つまり贈与とは、あげる人が、あげるという意思を表示し、もらう人が、もらうという意思を表示して初めて成立する契約であると定義されています。従って、税務署の人が何をチェックするかというと、あげた、もらったの約束がきちんとできていたかということです。
それを踏まえて先ほどの事例を見てみます。一番下に『子どもと孫は預金の存在を知らず』とあるので、そもそも孫や子どもはこの通帳の存在すら知りませんでした。ということは、当然、もらうという意思表示はなかったということになります。このことが税務署の人たちに知られると、あげた、もらったの約束ができていないため、これはそもそも贈与の契約とはいえないとして、名義預金と言われてしまうのです。
ここで皆さん、考えてください。今、あげた、もらったの約束のうちの、もらうという意思表示がなかった場合を紹介しました。これは逆のパターンもあります。あげるという意思表示がないパターンです。

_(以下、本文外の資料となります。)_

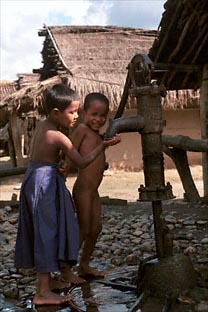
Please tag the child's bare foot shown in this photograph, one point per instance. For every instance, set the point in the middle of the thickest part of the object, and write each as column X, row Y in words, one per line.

親が既に認知症になってしまっているようなケースにおいては、あげるという意思表示がありません。そこで、子どもが自分の通帳に勝手に振り込んだとなると、あげた、もらったの約束ができていないので、贈与の契約ができていないという指摘を受けることがあります。
ポイント② 管理処分権限の移行
名義預金判定のポイントの2つ目は、管理処分権限の移行です。これは、もらった人がそのお金を自由に使うことができたかどうかということが、税務調査で問題になります。税務署の意見としては、贈与でもらったというなら自分で自由に使えて当然であり、自分では使えない状況だったなら、それは贈与とはいえないということです。もらったけれども自分では使うことができなかったという状態は、もらったうちに入らないという考え方を採ります。
例えば、銀行に子どもと孫名義の預金口座を開設し、通帳などを金庫に保管していたとします。この場合、「子どもたちがお金を自由に使えなかった」として、名義預金だと言われてしまいます。従って調査の際は、通帳の管理を本人たちが行っていたかどうかが最も重要視される論点になります。